Puerto Rico’s Financial Oversight and Management Board (FOMB) is facing a number of challenges right now, from ongoing conflict with the territorial government to a legal ruling declaring the board unconstitutional. They’re relying on advice from management consulting firm McKinsey & Company. The consulting firm sees Puerto Rico’s troubles as “a management crisis brought to a head by debt.”
Puerto Rico had, according to McKinsey, “engaged in a wide variety of destructive borrowing behaviors.” Growing debt was shored up by tax tricks that washed money through Puerto Rico’s economy without providing jobs or maintaining infrastructure. Creative accounting made the budget look balanced, but gaps between income and outgo were bridged by further debt. Puerto Rico’s tax-free bonds were downgraded to junk status, and a mysterious loophole in the bankruptcy code prevented Puerto Rico from declaring bankruptcy. Some hedge funds saw that as an opportunity. “It looked,” according to The Intelligencer, “as if the bondholders could seize tax revenues or assets belonging to the island and no one could stop them.”
It was like a game of hot potato, and bondholders left holding the spud saw aggressive pursuit of their payments as their best solution. Puerto Rico’s governor stated simply that Puerto Rico could not pay the debt, and the territory defaulted.
President Obama and Congress came up with a law called PROMESA that created a Financial Oversight and Management Board (FOMB) to help Puerto Rico restructure debts and get better fiscal control. Bondholders lobbied against PROMESA and Puerto Rico leaders generally supported it at the time. The board hired McKinsey, and the consultants got to work identifying cost-cutting opportunities for the Island.
The McKinsey Way, a term used by the firm and also the title of a book detailing the organization’s philosophy, refers to the use of hard data to create hypotheses about how to solve problems. Puerto Rico had limited data about its resources and expenditures, and the consultants started by drilling into the records in every office.
The Intelligencer suggests that hiring consultants allowed the board to avoid hiring a staff which might look like a parallel government. Instead, teams of short-term consultants with varying backgrounds provide expertise designed to reduce expenses.

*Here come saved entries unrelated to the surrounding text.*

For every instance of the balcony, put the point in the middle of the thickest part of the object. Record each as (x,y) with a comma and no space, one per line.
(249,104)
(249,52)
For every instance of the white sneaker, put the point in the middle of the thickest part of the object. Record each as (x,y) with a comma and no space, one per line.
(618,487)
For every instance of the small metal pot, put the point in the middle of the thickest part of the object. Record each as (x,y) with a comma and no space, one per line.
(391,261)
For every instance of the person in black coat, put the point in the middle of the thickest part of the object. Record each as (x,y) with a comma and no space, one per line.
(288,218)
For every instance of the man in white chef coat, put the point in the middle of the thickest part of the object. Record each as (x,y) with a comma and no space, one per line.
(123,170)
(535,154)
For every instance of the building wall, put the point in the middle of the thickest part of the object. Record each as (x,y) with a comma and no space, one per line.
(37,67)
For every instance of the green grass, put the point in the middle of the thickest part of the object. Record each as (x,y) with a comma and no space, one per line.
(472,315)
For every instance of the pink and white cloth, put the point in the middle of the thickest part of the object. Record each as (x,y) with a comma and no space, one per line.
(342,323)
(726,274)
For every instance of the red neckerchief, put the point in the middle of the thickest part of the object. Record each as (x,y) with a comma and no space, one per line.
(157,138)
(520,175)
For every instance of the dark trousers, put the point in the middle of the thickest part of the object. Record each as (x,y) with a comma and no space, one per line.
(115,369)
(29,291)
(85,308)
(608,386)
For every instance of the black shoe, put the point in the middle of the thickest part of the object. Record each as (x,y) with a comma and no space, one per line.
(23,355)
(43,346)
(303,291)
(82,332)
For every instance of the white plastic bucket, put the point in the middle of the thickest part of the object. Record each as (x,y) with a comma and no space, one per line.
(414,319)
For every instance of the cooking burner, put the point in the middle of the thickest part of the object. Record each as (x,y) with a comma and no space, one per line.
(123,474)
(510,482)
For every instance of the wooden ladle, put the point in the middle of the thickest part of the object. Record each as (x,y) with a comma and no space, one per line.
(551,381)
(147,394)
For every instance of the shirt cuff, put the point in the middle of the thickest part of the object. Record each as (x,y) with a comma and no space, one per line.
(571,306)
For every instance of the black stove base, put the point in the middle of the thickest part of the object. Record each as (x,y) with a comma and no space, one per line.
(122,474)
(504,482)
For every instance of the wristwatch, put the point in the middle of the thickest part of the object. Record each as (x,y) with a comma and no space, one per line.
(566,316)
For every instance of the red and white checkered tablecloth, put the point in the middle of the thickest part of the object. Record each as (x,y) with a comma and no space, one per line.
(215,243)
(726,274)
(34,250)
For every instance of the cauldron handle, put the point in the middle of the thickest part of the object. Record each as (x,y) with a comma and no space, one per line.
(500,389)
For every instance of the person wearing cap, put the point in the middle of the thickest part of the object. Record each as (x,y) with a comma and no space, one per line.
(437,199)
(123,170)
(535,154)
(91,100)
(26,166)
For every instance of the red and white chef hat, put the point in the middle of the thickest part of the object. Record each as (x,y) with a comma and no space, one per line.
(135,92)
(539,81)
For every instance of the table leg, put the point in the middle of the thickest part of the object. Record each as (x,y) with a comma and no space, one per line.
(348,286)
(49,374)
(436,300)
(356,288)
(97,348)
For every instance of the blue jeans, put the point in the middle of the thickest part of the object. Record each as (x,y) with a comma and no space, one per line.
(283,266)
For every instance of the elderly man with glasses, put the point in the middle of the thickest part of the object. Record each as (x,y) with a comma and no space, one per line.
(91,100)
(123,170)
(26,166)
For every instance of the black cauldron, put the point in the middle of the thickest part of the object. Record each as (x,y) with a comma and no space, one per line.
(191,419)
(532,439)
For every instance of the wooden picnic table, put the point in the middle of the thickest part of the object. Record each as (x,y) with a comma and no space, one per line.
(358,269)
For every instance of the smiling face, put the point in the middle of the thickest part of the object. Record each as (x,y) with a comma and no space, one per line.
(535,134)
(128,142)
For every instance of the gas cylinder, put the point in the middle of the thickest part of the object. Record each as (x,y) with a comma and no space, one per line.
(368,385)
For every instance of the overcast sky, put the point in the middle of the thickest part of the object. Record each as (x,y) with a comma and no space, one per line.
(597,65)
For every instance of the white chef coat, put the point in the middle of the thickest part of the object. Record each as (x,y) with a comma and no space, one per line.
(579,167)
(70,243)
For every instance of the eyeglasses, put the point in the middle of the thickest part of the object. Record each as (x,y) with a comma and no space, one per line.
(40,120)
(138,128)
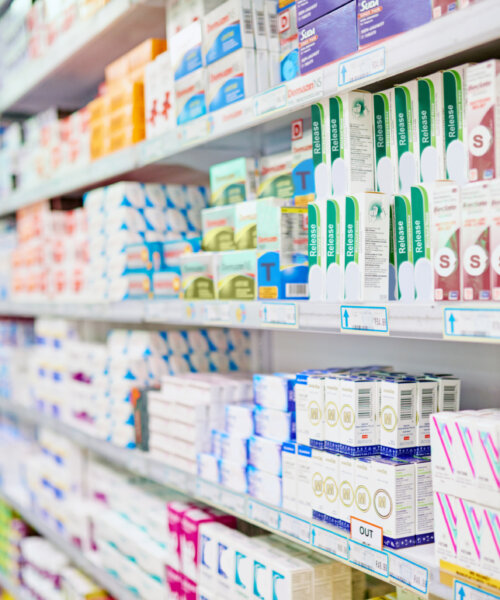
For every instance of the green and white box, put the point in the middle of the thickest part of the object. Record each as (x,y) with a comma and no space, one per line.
(431,128)
(233,181)
(366,247)
(385,147)
(325,222)
(455,124)
(422,249)
(403,249)
(237,275)
(198,275)
(405,123)
(217,223)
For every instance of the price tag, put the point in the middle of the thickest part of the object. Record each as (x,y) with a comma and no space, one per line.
(464,591)
(331,542)
(279,314)
(295,527)
(207,491)
(361,67)
(366,533)
(364,319)
(304,90)
(472,323)
(233,501)
(263,514)
(413,575)
(270,101)
(369,558)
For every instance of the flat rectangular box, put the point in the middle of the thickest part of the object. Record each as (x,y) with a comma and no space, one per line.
(328,38)
(379,19)
(231,79)
(226,29)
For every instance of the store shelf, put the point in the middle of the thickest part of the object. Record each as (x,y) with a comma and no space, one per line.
(261,124)
(459,321)
(414,568)
(68,75)
(98,575)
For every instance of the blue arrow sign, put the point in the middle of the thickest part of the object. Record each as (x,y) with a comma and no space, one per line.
(451,320)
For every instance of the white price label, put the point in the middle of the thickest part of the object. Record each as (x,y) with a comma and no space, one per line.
(361,67)
(233,501)
(295,527)
(464,591)
(331,542)
(304,90)
(366,533)
(369,558)
(364,319)
(208,491)
(472,323)
(411,574)
(279,314)
(263,514)
(271,100)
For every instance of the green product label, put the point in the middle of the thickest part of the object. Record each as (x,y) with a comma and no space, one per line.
(420,223)
(403,120)
(332,233)
(318,120)
(336,129)
(426,114)
(351,230)
(313,235)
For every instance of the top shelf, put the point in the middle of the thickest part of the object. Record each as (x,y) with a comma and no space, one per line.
(259,124)
(68,75)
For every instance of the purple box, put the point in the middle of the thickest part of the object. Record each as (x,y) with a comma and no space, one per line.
(329,38)
(379,19)
(310,10)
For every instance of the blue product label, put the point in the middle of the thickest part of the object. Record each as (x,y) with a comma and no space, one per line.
(226,42)
(233,90)
(303,178)
(189,63)
(195,107)
(290,65)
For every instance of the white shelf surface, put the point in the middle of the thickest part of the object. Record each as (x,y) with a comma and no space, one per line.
(413,568)
(98,575)
(184,155)
(453,321)
(68,75)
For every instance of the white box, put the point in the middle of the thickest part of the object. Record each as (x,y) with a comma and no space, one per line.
(366,247)
(405,123)
(226,29)
(398,417)
(231,79)
(483,119)
(394,500)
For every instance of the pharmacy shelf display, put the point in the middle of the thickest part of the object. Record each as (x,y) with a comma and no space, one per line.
(77,557)
(461,36)
(453,321)
(415,568)
(72,69)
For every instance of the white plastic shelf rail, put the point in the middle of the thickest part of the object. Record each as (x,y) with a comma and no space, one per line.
(414,568)
(460,34)
(460,321)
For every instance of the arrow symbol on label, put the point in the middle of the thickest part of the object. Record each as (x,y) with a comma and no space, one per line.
(452,320)
(343,71)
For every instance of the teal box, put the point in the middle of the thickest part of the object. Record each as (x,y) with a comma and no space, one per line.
(282,263)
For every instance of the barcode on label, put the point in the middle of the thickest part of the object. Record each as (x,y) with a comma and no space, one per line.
(365,403)
(298,290)
(247,21)
(406,406)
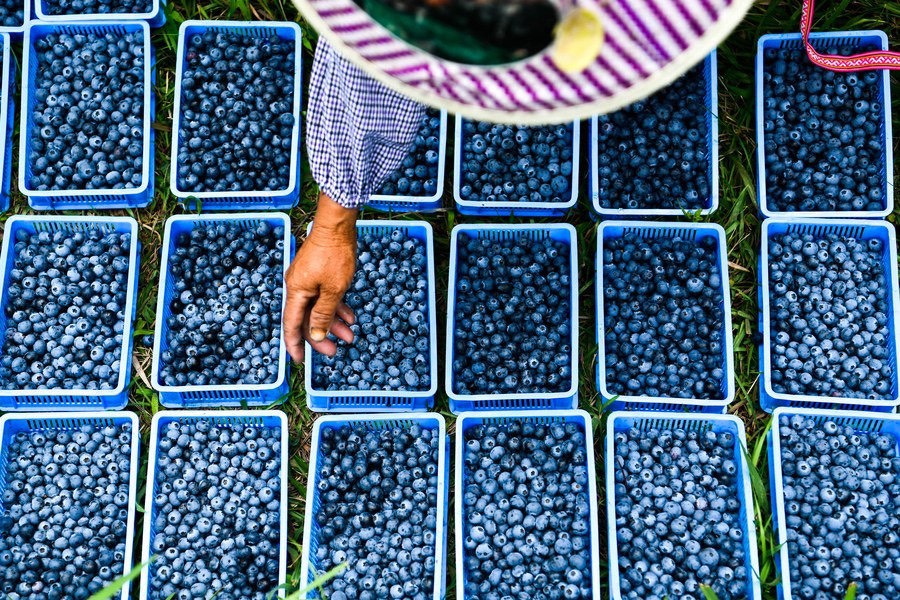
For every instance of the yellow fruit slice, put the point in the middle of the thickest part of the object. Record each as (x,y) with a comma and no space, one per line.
(579,38)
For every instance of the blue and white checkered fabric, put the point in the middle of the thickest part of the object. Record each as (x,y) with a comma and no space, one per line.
(358,131)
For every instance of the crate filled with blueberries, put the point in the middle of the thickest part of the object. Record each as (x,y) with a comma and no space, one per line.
(69,287)
(87,143)
(392,363)
(526,171)
(377,501)
(512,317)
(218,339)
(526,509)
(418,184)
(664,317)
(835,480)
(829,299)
(660,156)
(680,507)
(68,490)
(236,126)
(216,519)
(823,137)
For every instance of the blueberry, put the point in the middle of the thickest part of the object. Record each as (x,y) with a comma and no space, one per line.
(224,323)
(216,526)
(656,152)
(678,513)
(377,511)
(237,121)
(823,133)
(526,511)
(65,520)
(664,319)
(840,488)
(505,157)
(65,314)
(828,316)
(512,312)
(87,111)
(389,296)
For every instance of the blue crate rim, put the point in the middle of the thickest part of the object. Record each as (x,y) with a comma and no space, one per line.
(573,316)
(762,197)
(161,304)
(891,278)
(719,232)
(134,464)
(124,373)
(294,180)
(777,477)
(538,415)
(388,200)
(39,28)
(179,415)
(432,324)
(442,484)
(512,206)
(713,136)
(746,499)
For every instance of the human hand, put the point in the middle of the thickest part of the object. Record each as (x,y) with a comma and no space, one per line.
(316,281)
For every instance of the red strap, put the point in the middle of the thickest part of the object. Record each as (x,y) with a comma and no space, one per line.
(867,61)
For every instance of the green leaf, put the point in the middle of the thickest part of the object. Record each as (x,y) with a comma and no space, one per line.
(116,586)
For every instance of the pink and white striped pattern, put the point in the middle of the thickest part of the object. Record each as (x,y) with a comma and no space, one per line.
(648,44)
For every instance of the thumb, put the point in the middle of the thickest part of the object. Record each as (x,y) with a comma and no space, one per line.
(322,315)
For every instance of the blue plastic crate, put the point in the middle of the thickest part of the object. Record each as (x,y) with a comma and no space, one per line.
(567,399)
(380,400)
(230,419)
(59,400)
(201,396)
(521,209)
(769,399)
(7,118)
(309,568)
(691,231)
(138,197)
(10,425)
(245,199)
(155,17)
(422,204)
(624,421)
(842,39)
(887,424)
(466,421)
(711,204)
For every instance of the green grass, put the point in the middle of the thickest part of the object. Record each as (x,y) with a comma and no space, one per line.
(737,214)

With a focus on austerity for Puerto Rico rather than reducing obligations to creditors, the FOMB and McKinsey met with resistance from leaders and residents in Puerto Rico. McKinsey has holdings of at least $20 million in Puerto Rico bonds through a subsidiary. An independent investigation held that the investment is separate from the consulting company, which is expected to receive a large chunk of the $1.5 billion the Island is spending on consultants to help them through the debt crisis.
The House Natural Resources Committee will hold a hearing this week on the austerity measures being imposed by the FMOB.